Last but not least, our local leaders need to organize with other state and federal-level politicians to put an end to the government pumping so much research and contract money into west coast colleges and tech companies (what created and still nourishes Silicon Valley). Any civilized country that doesn’t relish inequality would be investing in struggling metropolitan areas, not in the pricey ones.
My question is what is affordable housing? By what standards? Who determines what is fair? When Santa Cruz became one of the least affordable places to live, and people demanded more housing be made available, the market values went up, not down. People can’t afford to live here unless they’re making 6 or 7 figure salaries. Those of us who make a lot less, can’t afford rents or mortgages that are higher than our monthly incomes.
I am grateful to see GoodTimes and its readers engaging in a values based discussion about what it means to be a high-cost/low wage community. We are definitely letting “the market”, i.e. profit motives, dictate the soul of who we are and I think we need to do some real soul-searching and take actions to insure that we are a community where people of all income levels can thrive. The one thing I see that is both factually incorrect and contributes to a toxic narrative that has severe negative implications is the idea that in the past, in our lifetimes, crime was lower and this community was safer. By every measure – FBI Statistics, local data, number of victims – crime has never been lower – locally and nationally. This is not to discount the real impacts to people who have have been victims of crime. However, to conflate increased coverage and media about crime that makes us more aware and more frightened, with an actual increase in crime is not only a mistake. Toxic consequences of this kind of perception include unnecessary mass incarceration, increased stigma and racism that interferes with actual solutions to problems of poverty, mental health and substance abuse. I lived downtown and used exclusively public transit between the years of 1976-81. Street drunks, junkies and petty thefts were equally a part of our storied past, along with vans, the smell of patchouli and drums.
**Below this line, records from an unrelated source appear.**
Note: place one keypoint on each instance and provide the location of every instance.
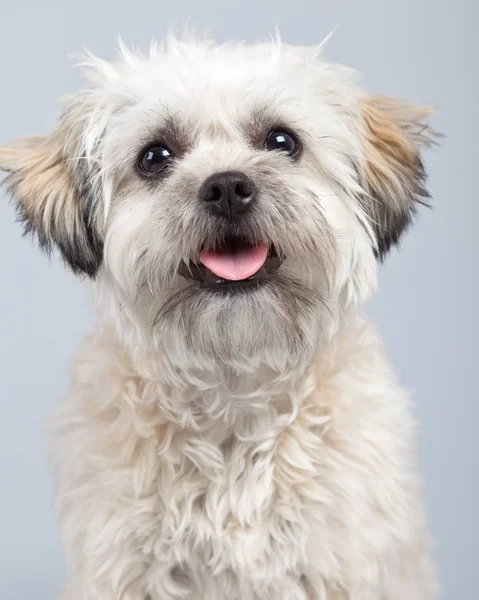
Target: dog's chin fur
(249, 445)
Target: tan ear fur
(45, 185)
(393, 174)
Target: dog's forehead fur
(186, 94)
(349, 194)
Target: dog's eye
(281, 140)
(155, 159)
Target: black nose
(229, 193)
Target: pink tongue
(240, 264)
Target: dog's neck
(246, 398)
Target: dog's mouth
(235, 264)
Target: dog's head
(232, 199)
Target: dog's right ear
(58, 195)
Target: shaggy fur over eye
(232, 428)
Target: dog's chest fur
(297, 488)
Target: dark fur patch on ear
(393, 173)
(54, 202)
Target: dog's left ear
(393, 176)
(56, 194)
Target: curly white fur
(242, 447)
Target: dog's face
(232, 200)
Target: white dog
(232, 429)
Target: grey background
(425, 50)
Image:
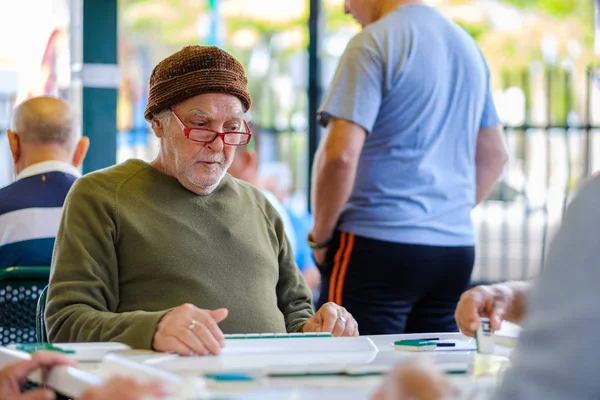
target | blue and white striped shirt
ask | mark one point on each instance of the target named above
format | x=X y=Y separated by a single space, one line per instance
x=30 y=212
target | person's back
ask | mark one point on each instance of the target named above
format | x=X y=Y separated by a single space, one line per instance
x=46 y=154
x=413 y=142
x=416 y=178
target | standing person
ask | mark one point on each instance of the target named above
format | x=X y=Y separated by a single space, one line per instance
x=413 y=142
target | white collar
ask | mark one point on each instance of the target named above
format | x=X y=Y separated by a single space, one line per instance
x=49 y=166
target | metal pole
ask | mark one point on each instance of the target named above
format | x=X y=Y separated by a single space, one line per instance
x=100 y=79
x=314 y=86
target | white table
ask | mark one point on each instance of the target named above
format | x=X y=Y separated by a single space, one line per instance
x=306 y=387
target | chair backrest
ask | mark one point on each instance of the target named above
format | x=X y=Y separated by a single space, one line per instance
x=20 y=289
x=40 y=322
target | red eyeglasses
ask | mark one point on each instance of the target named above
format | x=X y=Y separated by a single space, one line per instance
x=202 y=135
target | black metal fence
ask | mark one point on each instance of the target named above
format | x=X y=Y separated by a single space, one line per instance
x=553 y=140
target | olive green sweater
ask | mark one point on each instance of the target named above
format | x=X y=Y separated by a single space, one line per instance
x=134 y=243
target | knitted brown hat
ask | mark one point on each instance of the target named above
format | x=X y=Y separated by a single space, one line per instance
x=192 y=71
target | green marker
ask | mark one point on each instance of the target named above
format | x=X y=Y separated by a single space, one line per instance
x=414 y=345
x=35 y=347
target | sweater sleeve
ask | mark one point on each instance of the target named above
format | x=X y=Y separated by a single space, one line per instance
x=83 y=294
x=294 y=297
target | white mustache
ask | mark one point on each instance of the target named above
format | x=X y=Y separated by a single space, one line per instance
x=219 y=160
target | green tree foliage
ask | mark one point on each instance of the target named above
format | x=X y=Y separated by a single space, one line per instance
x=556 y=8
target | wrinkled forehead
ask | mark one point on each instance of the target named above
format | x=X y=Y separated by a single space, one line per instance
x=214 y=106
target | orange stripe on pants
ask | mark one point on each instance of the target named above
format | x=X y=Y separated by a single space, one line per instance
x=342 y=275
x=336 y=267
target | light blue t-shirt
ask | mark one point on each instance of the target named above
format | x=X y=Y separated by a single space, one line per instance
x=419 y=85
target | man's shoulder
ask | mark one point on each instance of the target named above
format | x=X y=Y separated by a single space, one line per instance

What we see more of now is the visible, inescapable consequence of grinding poverty and the erosion of a health and human safety net. If you think that uncomfortable sight is about crime, you should reread your Dickens. We can do better!
It’s false to say that 200 new market-rate units (aka luxury units since that’s how they’re all built here) will have any positive effect on affordability. If anything, they will lead to even higher rents for neighbors. Here on the west coast, where demand for property investments is essentially unlimited, the idea that building “market-rate” units will help make anything more affordable is a bogus “trickle-down economics” idea, and we all know that trickle-down and voodoo economics are just make-believe.
The only ways I can think of to help is follow the lead of Vancouver and impose high taxes on any foreign purchases of residential property, ban all Airbnb and vacation rentals (good luck), only build luxury condos in the most expensive neighborhoods, protect all mobile home parks, and start buying up the existing affordable old apartments and houses and make them permanent public housing.
Do the Arts council over see First Friday or is that a private organization run by the director of the Dta?
The money we contribute as artists and arts organizations each month go to a private enterprise or does it go to the arts council?
Important to consider and to have clearly informed information. Thanks
Yeah, I think that it is privately owned by the chip of downtown.